ADULT SUPERVISION REQUIRED for this experiment because it involves ammonia and boiling water!!

Materials:

• three test tubes
• two medicine droppers
• two beakers or glass jars
• two small disposable cups
• clear ammonia (not yellow) (IMPORTANT: Adult Supervision Required!) (MSDS)
• distilled white vinegar (clear)
• stove or alcohol burner
• saucepans OR stand for the burner (with the wire mesh) and an extra beaker
• water
• crushed ice
• red cabbage (not green)
• safety goggles
• gloves
• adult help

Advanced Students: Download your Worksheet Lab here!

Experiment Steps:

1. Perform this experiment in a well ventilated area and next to a sink or water hose.
2. Keep away all small children and pets!
3. Place 200 mL (a little more than 3/4 cup) in the pan and add a handful of diced leaves of red cabbage and boil for 3 minutes. Turn off the heat and let cool, discarding the solids. The liquid should be purple or dark blue.
4. Label one of the cups with “NH₃” and pour a small amount of clear ammonia in one of the disposable cups.
5. Label the other cup with “CH₃COOH” and pour a small amount of vinegar inside.
6. Fill a glass jar or beaker with mostly ice and a little water.
7. Place a glass jar mostly full of water in a pan and also fill the pan with water. Turn on the stove and heat the water and glass jar. When it’s hot (but not boiling), set it in the sink so you don’t accidentally bump or splash it. (You can also heat a jar of water using a microwave if you have one.)
8. Place 20 drops of hot cabbage juice (be careful here!) into each test tube using your medicine dropper.
9. Rinse out the medicine dropper. (Don’t skip this step!)
10. Place 15 drops vinegar to each of two of the test tubes. Put a stopper on the top and swirl it around. Don’t put anything in the third one except cabbage juice, because this one is your “control” so you can compare the color changes.
11. What color is the test tube now compared with plain cabbage juice?
12. Add ammonia one drop at a time to only one of the test tubes with vinegar in it until it turns green (any shade). Swirl the test tube after each drop.
13. Add ammonia one drop at a time to the other test tubes with vinegar in it until it turns green (any shade). Swirl the test tube after each drop.
14. Place both test tubes in the ice water bath to cool them down for at least a minute. When you pull them out, they should be the same color, right?
15. Now put only one of the ammonia test tubes back in the ice bath and put the other in the jar that has the hot water (be careful!).
16. After 30-45 seconds, pull out the test tubes from the ice bath and the hot water and compare. What happened? (If the one from the hot water is not bluer than the ice bath, try again with hotter water. Don’t let it sit for longer than a minute or you’ll drive the ammonia out of the solution.)
17. Now put both test tubes in the ice bath for a couple of minutes. What color are they now? Are they the same or different?

What’s going on?

When ammonia and vinegar were mixed in the solution, it created this equilibrium:

NH₃ + C₂H₄O₂ <–> NH₄⁺ + C₂H₃O₂^–

This reaction produces energy, which means it’s exothermic. Placing the test tube in the ice bath lowers the temperature shifts the reaction toward the products which causes the cabbage juice to turn green, indicating a basic solution.
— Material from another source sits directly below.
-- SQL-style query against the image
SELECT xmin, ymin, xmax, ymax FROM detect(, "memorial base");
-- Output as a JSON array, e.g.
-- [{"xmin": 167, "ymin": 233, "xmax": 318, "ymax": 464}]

When you added the cabbage juice, it served as an indicator to tell whither the solution was acidic or basic. The anthocyanin from the cabbage juice turns pink with acids like vinegar and blue with bases like baking soda, and green with bases like ammonia.
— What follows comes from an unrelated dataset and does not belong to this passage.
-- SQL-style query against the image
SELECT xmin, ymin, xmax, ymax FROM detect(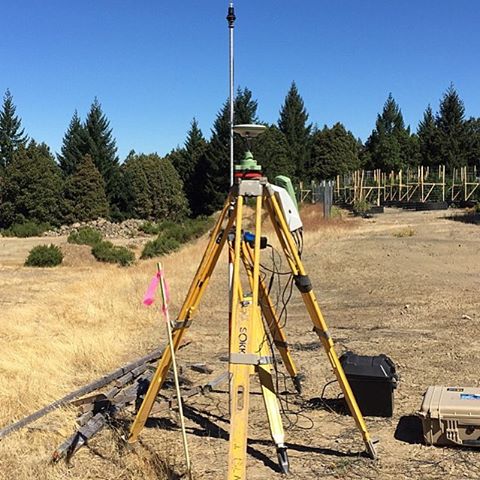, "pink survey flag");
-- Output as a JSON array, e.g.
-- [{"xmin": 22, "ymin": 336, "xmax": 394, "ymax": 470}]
[{"xmin": 143, "ymin": 270, "xmax": 170, "ymax": 309}]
When the test tube is placed in the hot water, the solution turns blue to indicate that the reaction shifted toward the reactants, making a less basic solution than it was in the ice water. The solution is still basic, but not as strongly as when placed in the ice bath.

There’s more to this principle (including how pressure or concentration affect the equilibrium), but it’s the same idea. If the temperature, pressure (volume) or concentration of a chemical system at equilibrium changes, then the equilibrium shifts to compensate for that change.  Chemists use this principle to predict how a change in pressure, volume, concentration, or temperature will affect a chemical system in equilibrium. Knowing this ahead of time allows chemists to figure out how to get the most products out of (or least out of, such as with smog) a reaction.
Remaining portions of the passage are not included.